- Good Friday is a day of commemoration of the passion, suffering and death on the cross of Jesus Christ.
- Good Friday is also called Feria VI in Parasceve (Latin: paraskeue or preparation which is the preparation that was made on the sixth day for the Sabbath which can be read in Mark 15:42) in the Roman Missal.
- Good Friday is also called he hagia kai megale paraskeue or the Holy and Great Friday in the Greek Liturgy.
- Good Friday is Holy Friday in Romance Languages.
- Good Friday is Charfreitag or Karfreitag or Sorrowful Friday or Black Friday in German.
- Good Friday is a development from an older name, “God’s Friday”or "Gottes Freitag" and it is from the German "Gute Freitag".
- Good Friday is called Long Friday by the Anglo-Saxons which is how it is still known in Denmark.
- Good Friday is called the "Great Friday" by many Orthodox Christians.
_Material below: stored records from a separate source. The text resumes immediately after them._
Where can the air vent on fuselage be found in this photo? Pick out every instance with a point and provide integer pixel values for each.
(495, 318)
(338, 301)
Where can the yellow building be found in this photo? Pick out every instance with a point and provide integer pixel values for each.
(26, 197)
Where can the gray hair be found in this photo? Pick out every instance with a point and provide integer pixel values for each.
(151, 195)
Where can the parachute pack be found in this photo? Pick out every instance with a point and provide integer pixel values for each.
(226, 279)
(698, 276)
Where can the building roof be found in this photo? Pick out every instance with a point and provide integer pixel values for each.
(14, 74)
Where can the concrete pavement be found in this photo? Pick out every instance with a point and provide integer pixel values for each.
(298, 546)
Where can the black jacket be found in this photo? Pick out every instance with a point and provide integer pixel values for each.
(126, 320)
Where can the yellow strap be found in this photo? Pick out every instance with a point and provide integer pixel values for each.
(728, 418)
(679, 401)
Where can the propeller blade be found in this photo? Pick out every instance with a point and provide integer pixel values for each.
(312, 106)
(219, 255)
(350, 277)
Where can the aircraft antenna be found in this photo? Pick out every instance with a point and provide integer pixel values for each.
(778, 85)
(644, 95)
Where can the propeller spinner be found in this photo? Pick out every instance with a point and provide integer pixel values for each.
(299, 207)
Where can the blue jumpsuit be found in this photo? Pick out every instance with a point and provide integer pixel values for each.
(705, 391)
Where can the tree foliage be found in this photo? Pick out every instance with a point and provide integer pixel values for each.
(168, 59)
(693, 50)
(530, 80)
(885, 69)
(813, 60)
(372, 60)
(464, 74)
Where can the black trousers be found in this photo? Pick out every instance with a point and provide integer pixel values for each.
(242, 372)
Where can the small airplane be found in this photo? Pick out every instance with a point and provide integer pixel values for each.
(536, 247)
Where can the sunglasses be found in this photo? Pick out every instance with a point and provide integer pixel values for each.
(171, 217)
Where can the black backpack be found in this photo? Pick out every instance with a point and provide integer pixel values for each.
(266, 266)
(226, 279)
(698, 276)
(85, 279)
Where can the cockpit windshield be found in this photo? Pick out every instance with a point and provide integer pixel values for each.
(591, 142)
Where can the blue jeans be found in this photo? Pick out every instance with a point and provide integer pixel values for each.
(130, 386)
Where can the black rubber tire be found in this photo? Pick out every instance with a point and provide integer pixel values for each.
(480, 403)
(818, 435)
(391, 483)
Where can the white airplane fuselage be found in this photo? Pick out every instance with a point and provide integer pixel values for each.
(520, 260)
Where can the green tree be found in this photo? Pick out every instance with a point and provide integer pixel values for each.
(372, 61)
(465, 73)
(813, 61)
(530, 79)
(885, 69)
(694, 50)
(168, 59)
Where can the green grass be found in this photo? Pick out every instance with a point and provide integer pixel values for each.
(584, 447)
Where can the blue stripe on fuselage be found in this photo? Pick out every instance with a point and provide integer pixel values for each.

- Good Friday is "Good" not because of the suffering and death of Jesus but it appropriately marked the dramatic culmination of God’s plan to save all sinners from their sins.
- Good Friday is a day wherein many people attend church services and take part in the Acts of Reparation to Jesus Christ or the Station of the Cross and there are also re-enactments of the penance of Jesus Christ by going as far as crucifying themselves on the cross. The practice of crucifixion is a form of cruel and disgraceful method of execution which first began among the Persians and Alexander the Great introduced the practice to Egypt and Carthage and the Romans have possibly learned it from the Carthaginians.
- Good Friday mass is called the Mass of the Presanctified because Communion which had already been consecrated on Holy Thursday is given to the people and Good Friday masses are held before 3pm or 15:00 symbolizing the time that Jesus Christ died on the cross and people observe at 3pm a moment of silence and solemnity.
- Good Friday also developed the practice of Adoration of the Cross which was adopted in the 7th century by the Church in Rome from the Church in Jerusalem where a fragment of wood believed to be the Lord's cross, discovered by St. Helen (mother of emperor Constantine) while on a pilgrimage to Jerusalem in 326, had been venerated every year on Good Friday since the 4th century.